In the case where restricted shares were granted, there were signed "Restricted Stock Agreements" between the Company and the Participants on the respective grant dates. Under these agreements, the Participants have the right to receive dividends and the right to vote the shares, subject to the following restrictions:

i.      Grants to Company's CEO. The Company's CEO shall not sell, assign, exchange, transfer, pledge, hypothecate or otherwise dispose of or encumber any of the shares other than to a Company, which is wholly owned by the Company's CEO. The restrictions lapse on the earlier of (i) the time specified in the relevant Restricted Stock Agreement or (ii) the termination of the Company's CEO employment with the Company for any reason. As the shares granted to the Company's CEO do not contain any future service vesting conditions, all such shares are considered vested shares on the grant date.

ii. Grants to Other Participants. The Participants (officers, independent and executive members of the Board, Company's employees and consultants) shall not sell, assign, exchange, transfer, pledge, hypothecate or otherwise dispose of or encumber any of the shares. The restrictions lapse on the time specified in the relevant Restricted Stock Agreement conditioned upon the Participant's continued employment with the Company from the date of the agreement until the date the restrictions lapse (the "vesting period").

In the event the Participant's employment with the Company terminates for any reason before the end of the vesting period, that Participant shall forfeit all rights to all Shares that have not yet vested as of such date of termination. Dividends earned during the vesting period will not be returned to the Company, even if the unvested shares are ultimately forfeited. As these Shares granted to other than the CEO Participants contain a time-based service vesting condition, such shares are considered non-vested shares on the grant date.

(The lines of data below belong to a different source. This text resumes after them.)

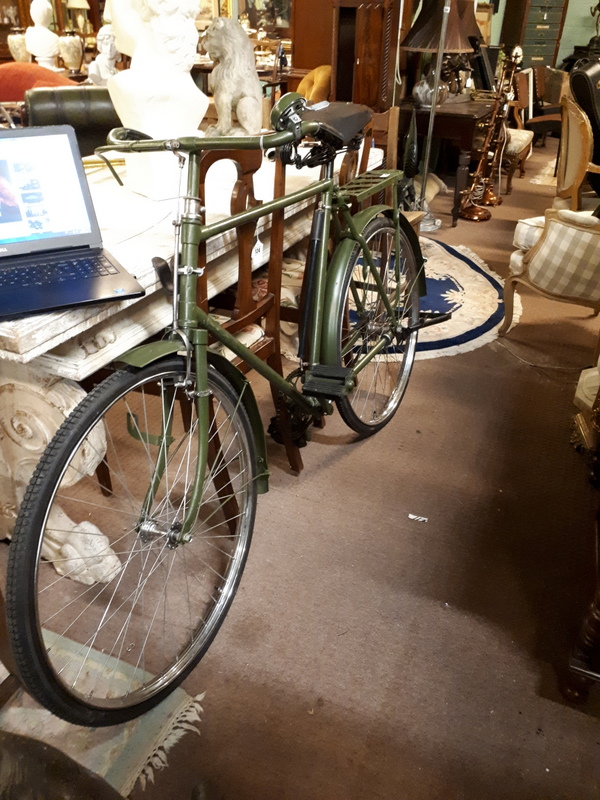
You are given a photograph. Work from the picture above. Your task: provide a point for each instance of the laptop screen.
(45, 202)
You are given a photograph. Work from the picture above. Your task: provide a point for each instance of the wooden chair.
(575, 158)
(239, 305)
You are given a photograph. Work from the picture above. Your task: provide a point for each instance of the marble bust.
(40, 41)
(103, 66)
(157, 94)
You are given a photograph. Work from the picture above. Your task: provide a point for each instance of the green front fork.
(164, 441)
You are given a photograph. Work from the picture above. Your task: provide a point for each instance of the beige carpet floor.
(369, 655)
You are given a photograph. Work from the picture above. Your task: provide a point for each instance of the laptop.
(51, 254)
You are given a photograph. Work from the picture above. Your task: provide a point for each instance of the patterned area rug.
(460, 282)
(457, 281)
(121, 754)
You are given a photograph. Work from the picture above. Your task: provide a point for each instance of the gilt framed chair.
(563, 265)
(575, 159)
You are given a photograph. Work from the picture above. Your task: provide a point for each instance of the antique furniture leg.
(583, 669)
(462, 179)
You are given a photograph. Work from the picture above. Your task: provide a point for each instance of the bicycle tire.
(381, 385)
(106, 650)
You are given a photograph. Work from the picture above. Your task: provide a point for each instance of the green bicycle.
(159, 467)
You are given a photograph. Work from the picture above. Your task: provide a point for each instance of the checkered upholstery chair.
(557, 255)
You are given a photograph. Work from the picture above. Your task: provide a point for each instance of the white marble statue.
(233, 80)
(103, 66)
(33, 404)
(17, 47)
(40, 41)
(157, 95)
(71, 51)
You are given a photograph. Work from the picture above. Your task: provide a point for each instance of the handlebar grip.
(118, 135)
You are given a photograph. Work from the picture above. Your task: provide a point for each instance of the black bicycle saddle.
(340, 122)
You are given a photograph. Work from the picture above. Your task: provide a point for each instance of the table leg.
(462, 178)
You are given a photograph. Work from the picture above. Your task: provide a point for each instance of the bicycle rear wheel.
(109, 607)
(364, 323)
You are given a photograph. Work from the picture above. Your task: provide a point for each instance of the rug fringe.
(186, 720)
(484, 338)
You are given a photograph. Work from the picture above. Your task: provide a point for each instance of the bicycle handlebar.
(118, 140)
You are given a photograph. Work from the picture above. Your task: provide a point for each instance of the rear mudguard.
(337, 270)
(148, 353)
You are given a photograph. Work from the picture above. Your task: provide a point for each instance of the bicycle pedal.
(428, 318)
(326, 381)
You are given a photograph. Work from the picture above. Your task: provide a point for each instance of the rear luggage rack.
(369, 183)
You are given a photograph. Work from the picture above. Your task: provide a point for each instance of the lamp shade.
(424, 36)
(468, 20)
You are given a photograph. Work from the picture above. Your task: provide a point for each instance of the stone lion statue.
(233, 80)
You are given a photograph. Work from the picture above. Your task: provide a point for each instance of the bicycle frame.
(193, 325)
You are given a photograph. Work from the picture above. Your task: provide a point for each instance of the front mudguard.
(337, 271)
(148, 353)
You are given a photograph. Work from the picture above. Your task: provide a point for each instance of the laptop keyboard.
(68, 269)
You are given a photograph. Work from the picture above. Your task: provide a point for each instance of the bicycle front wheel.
(110, 605)
(366, 325)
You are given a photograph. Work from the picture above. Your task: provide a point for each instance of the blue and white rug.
(460, 282)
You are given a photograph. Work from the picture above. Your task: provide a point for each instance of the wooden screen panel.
(368, 76)
(312, 28)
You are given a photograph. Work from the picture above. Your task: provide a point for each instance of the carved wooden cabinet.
(364, 51)
(537, 26)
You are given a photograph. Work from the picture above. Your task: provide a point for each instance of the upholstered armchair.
(575, 160)
(559, 257)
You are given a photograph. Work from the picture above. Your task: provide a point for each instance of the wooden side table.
(458, 121)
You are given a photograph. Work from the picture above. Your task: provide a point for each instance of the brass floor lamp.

The following table presents grants pursuant to the Plan's issuance from 2008 onwards:

Grant Date
 
Number of
Shares
 
Issued to
 
Vesting Period (according to the way stock based
compensation is expensed)
January 22, 2008
 
197,562
 
Officers and Employees
 
proportionately over a period of 4 years
July 1, 2008
 
50,000
 
CEO
 
on the grant date
September 2, 2008
 
37,500
 
 Non-Executive Directors
 
proportionately over a period of 5 years
September 4, 2008
 
147,243
 
 CEO
 
 In the event of change of control
December 21, 2009
 
30,000
 
New Non-Executive Directors
 
proportionately over a period of 5 years
December 21, 2009
 
50,000
 
CEO
 
on the grant date
October 29, 2010
 
24,999
 
Officer
 
15 equal monthly installments (1st vesting on the grant date)
October 29, 2010
 
49,999
 
Officer
 
15 equal monthly installments (1st vesting on the grant date)
December 2, 2010
 
50,000
 
CEO
 
on the grant date
December 1, 2011
 
50,000
 
CEO
 
on the grant date

All share amounts have been adjusted for the 1:3 reverse stock split effected on March 20, 2008 and the 1:10 reverse stock split effected on June 24, 2011.

A summary of the status of the Company's non-vested shares as of December 31, 2012 and movement during the year ended December 31, 2012, is presented below:

   
Non-vested
 Shares
   
Weighted
average grant
date fair value
 
As of January 1, 2012
    180,244     $ 47.95  
Vested
    (25,500 )   $ 21.86  
As of December 31, 2012
    154,744     $ 52.25  

The compensation expense recognized in the years ended December 31, 2010, 2011 and 2012 was $2,024, $1,412 and $378 and is included in General and administrative expenses in the consolidated statements of comprehensive income/(loss). As of December 31, 2012, the total unrecognized compensation cost related to non-vested share awards is $51, which is expected to be recognized by September 30, 2013. The weighted average grant date fair value of shares granted, vested and forfeited for the years 2010, 2011 and 2012 was 38.5, 47.95 and 52.25 respectively.

The total fair value of shares vested during the years ended December 31, 2011 and 2012 was $458 and $51 respectively.

The Company estimates the future forfeitures of non-vested shares to be immaterial. The Company will, however, re-evaluate the reasonableness of its assumption at each reporting period.

No dividends were paid in the years ended December 31, 2010, 2011 and 2012.